A prima vista – ma, lo anticipo subito, è un’apparenza ingannevole – Mon roi, della regista francese Maïwenn, rientrerebbe tra i film “androfobi”.
Si racconta della passione amorosa che unisce per molti anni una donna – di professione fa l’avvocato – e un uomo – un ristoratore. Una passione reciproca, ardente, che però, dopo una fase di esaltazione e di euforia, trascina entrambi gli amanti nell’infelicità e nella disperazione.
La ragione, sempre a prima vista, è che se la donna si dimostra seria e fedele, l’uomo si rivela immaturo, bugiardo e infedele.
Ora, se la contrapposizione tra i due personaggi fosse così netta, percepiremmo uno schema, una faziosità. Ne ricaveremmo un senso di irrealtà.

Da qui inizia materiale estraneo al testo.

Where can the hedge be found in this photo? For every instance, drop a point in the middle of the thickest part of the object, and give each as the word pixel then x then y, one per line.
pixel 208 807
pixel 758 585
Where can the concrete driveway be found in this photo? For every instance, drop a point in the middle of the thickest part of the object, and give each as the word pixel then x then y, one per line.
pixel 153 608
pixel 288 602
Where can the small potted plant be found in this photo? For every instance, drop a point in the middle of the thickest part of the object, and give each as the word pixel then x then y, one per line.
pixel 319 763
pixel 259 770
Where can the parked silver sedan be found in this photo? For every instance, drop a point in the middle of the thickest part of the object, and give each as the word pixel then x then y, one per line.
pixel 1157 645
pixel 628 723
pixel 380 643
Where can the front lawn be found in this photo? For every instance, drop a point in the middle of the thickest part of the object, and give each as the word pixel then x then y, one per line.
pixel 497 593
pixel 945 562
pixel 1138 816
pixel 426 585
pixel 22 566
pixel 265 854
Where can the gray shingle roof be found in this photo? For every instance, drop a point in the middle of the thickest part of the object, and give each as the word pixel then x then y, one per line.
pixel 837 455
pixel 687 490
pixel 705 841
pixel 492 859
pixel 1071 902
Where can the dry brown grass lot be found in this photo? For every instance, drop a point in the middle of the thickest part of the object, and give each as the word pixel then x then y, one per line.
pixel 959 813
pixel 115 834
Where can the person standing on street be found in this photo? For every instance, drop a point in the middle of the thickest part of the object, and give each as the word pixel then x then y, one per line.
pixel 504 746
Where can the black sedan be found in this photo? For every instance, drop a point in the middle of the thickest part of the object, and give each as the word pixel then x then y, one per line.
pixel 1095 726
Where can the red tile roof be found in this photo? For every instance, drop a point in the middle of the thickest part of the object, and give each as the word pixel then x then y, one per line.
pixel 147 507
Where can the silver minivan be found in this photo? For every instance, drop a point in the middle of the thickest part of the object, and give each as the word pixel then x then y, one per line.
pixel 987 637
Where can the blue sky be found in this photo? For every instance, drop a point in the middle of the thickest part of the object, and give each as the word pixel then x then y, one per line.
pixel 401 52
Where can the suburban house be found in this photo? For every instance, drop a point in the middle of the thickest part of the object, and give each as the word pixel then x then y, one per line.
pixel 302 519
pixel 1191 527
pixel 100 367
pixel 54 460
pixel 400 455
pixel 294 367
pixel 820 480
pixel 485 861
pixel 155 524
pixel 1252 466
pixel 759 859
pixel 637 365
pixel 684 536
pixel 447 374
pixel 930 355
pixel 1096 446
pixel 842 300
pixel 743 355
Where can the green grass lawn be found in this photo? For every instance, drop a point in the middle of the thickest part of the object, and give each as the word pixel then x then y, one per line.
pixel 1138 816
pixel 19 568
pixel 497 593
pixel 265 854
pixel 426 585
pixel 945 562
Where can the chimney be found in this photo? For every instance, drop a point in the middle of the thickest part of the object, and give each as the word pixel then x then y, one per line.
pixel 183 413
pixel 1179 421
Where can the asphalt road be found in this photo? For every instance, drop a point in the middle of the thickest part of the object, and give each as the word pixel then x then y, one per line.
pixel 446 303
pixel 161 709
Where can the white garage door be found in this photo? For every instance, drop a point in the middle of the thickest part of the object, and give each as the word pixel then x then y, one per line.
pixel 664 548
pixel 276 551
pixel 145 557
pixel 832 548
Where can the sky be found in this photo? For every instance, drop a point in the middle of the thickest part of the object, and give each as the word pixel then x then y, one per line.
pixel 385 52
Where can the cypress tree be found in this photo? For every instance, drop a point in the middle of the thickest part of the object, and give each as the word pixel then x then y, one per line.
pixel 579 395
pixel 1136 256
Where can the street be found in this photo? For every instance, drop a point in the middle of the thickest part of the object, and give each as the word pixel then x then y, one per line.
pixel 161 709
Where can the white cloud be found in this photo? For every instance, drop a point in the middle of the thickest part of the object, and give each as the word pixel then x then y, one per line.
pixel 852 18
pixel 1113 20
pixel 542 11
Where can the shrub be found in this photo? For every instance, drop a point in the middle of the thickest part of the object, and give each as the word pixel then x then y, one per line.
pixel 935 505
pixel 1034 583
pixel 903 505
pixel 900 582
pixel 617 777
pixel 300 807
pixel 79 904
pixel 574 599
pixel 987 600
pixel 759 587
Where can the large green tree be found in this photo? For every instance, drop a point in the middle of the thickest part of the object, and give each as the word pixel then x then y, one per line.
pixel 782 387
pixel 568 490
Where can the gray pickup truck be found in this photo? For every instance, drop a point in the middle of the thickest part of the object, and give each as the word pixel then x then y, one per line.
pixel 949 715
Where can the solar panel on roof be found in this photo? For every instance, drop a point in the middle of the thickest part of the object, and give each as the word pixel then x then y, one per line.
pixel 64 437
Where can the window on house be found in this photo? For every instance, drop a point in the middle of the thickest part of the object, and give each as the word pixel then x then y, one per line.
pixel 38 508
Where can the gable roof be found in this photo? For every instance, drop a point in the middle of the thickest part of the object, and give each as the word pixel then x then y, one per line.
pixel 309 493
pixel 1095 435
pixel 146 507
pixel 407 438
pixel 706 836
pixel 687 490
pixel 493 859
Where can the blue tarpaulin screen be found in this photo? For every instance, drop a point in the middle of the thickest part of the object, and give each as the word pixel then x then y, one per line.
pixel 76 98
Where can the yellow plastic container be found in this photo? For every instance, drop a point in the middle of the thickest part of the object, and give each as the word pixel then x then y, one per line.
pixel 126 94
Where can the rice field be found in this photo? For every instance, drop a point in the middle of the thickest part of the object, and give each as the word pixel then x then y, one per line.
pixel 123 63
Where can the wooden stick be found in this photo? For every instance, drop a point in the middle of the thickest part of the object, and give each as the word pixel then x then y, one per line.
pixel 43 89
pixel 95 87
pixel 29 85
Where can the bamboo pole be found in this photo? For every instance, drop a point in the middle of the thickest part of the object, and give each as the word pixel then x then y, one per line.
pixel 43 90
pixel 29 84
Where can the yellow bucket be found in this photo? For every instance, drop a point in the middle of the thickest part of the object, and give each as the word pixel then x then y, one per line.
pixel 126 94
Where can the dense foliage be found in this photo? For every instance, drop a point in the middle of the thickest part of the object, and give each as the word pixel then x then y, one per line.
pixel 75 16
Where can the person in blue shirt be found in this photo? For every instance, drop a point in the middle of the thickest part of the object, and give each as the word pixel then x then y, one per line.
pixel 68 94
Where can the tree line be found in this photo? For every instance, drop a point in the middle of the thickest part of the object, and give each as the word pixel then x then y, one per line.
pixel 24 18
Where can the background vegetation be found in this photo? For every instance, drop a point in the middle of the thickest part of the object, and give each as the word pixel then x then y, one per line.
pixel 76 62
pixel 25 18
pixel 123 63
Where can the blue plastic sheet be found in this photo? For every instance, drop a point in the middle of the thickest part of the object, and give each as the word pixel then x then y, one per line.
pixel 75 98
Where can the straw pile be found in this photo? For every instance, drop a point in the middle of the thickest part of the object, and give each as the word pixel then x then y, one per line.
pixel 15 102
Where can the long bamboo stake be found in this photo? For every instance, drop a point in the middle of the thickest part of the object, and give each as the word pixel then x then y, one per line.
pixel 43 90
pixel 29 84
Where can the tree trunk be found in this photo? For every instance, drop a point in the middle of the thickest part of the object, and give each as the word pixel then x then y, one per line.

Del resto, si potrebbe facilmente obiettare: se la donna è davvero matura e responsabile, perché non ha la forza di interrompere un legame con un uomo tanto inaffidabile, e accetta di aver un figlio con lui? E continua a incontrarlo e ad amarlo anche dopo aver ottenuto il divorzio?
Ma è proprio la domanda che ci immette nel cuore del film, nel sentimento dominante in entrambi i personaggi. Il loro legame è, per tutti e due, così totalizzante, esclusivo, e dunque così opprimente, che l’uomo per difendersene, si trova un secondo appartamento in cui rifugiarsi e occasionalmente ricevere altre amanti; e la donna, per contro, pur di non perderlo, sopporta le sue defezioni, le sue offese e i suoi tradimenti; che l’uomo, di conseguenza, moltiplica.
La loro relazione si configura in effetti come una spirale distruttiva, che trascina entrambi verso una specie di perdizione, nel corso di una storia fluviale, tumultuosa, fatta di apparenti guarigioni e ricadute (e dunque, alla lunga, giocoforza, ripetitiva).
Sarà una frattura al ginocchio che costringerà la donna alla separazione, e le consentirà di ritrovare se stessa.
È certo il personaggio femminile nel film il più accuratamente indagato (grazie anche a chi lo interpreta, Emmanuelle Bercot, Palma d’Oro come miglior attrice al festival di Cannes, che riesce a trasmetterci a momenti emozioni anche quasi impercettibili del personaggio).
Ma, a differenza che nei film “androfobi”, il suo partner maschile, interpretato da Vincent Cassell, non è un “mostro”, ma incarna l’aspetto complementare del suo stesso squilibrio psicologico.